One other exhibit of success from the parents’ perspective is building positive characteristics in our girls. For example, persistence is a characteristic we want our kids to have, and it is starting to sink in. My oldest has started to play goalie this hockey season, and it has been challenging for her, understandably. She is six, still learning how to skate a little while playing hockey, and her equipment weighs half of her body weight. So her first actual game was rough, for her to play and for me to watch. I was a stress ball. Coming off the rink and the car ride home, she seemed fine until she got home. She got really upset and broke down. Fortunately, mom was there for her and talked to about her own crushing defeats playing sports. It was tough to lose by a lot, but because of persistence she worked hard and got better. It made my daughter feel better, and she was able to laugh off the loss and continues to play goalie. And when my youngest turned to her older sister in the car the next day and said, “Sissy, don’t give up being a goalie. It’s against our family rules,” it was clear we are having some success planting seeds of character.

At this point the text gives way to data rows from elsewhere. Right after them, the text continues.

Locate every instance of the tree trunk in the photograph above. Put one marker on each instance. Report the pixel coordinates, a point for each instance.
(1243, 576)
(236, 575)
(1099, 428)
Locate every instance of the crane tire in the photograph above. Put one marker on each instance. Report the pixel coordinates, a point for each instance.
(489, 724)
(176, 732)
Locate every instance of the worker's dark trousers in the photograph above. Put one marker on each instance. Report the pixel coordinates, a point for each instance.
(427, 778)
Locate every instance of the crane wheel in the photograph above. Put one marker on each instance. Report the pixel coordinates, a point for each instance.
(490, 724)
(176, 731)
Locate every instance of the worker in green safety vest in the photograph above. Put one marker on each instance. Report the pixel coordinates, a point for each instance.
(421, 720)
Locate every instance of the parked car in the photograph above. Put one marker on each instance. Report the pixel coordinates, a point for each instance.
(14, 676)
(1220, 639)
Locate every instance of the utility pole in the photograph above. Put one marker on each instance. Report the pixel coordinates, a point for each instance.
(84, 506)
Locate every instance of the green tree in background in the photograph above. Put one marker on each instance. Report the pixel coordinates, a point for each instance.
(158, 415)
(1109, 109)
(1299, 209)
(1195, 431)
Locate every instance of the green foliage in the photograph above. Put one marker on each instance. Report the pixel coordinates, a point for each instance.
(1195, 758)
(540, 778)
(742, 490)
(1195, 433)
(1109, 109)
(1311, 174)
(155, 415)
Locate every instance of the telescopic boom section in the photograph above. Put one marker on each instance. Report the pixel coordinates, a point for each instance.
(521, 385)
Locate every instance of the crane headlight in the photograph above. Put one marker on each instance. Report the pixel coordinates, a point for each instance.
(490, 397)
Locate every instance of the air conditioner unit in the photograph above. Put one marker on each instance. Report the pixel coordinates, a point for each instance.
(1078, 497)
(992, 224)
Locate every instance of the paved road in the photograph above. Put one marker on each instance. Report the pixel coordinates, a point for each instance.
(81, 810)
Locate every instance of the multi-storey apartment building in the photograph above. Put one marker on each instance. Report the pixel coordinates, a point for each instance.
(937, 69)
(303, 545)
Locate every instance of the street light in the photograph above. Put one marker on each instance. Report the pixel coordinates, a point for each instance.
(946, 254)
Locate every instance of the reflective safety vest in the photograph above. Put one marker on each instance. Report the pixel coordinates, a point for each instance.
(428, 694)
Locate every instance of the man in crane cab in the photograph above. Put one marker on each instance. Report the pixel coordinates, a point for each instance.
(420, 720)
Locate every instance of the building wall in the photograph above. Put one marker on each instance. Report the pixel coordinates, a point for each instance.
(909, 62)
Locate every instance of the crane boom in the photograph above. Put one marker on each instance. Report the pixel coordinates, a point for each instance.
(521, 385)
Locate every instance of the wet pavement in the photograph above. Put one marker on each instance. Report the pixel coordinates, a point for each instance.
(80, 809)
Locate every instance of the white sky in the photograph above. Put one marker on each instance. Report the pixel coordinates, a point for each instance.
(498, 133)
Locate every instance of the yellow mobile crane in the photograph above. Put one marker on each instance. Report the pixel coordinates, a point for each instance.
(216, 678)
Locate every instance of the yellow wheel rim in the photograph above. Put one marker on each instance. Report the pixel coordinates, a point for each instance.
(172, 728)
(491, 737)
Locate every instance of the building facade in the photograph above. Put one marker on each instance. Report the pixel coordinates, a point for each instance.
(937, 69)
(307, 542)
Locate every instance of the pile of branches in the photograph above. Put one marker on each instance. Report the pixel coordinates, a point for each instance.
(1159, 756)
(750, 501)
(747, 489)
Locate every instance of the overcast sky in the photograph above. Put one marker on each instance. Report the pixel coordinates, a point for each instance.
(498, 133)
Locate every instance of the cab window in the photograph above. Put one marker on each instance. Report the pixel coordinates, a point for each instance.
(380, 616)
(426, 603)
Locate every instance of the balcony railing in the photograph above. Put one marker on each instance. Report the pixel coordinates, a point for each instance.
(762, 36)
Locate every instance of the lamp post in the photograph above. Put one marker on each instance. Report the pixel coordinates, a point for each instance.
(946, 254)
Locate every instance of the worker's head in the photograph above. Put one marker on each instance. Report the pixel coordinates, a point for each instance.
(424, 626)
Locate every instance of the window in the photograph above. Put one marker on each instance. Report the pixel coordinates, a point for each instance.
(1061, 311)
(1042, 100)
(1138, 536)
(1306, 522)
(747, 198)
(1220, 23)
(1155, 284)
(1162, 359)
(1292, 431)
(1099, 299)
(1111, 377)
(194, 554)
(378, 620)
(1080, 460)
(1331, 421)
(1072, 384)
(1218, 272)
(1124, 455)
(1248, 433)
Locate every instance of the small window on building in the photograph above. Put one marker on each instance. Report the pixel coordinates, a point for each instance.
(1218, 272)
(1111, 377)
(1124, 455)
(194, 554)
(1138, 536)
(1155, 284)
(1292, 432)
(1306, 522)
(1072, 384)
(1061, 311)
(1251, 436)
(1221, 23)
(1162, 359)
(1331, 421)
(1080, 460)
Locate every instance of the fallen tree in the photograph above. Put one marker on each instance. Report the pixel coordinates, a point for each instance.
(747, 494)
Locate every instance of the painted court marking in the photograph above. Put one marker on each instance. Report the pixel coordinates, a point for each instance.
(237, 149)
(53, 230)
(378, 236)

Success is very different for everyone. And even though my kids have a different view of success than I do, I think, even at a very young age, they are successful. Keeping in mind they are still kids, which I forget a lot, they are quickly becoming actual people. You can see their personalities coming out. My oldest is a thrill-seeker and is willing to try new things even though she is extremely shy even around people she knows. My youngest is stubborn like her parent (hmmm, which one?), but can be so sweet to her sister. When she had pink eye we had to tell her to not get too close to her sister. She started crying because she was worried she was going to give pink eye to her sister. They are sisters and friends who love playing together, and that is enough of a success story for me.
What do successful kids look like to you? What do you think you kids think success looks like? What are you doing to help your kids be successful? What are your success stories?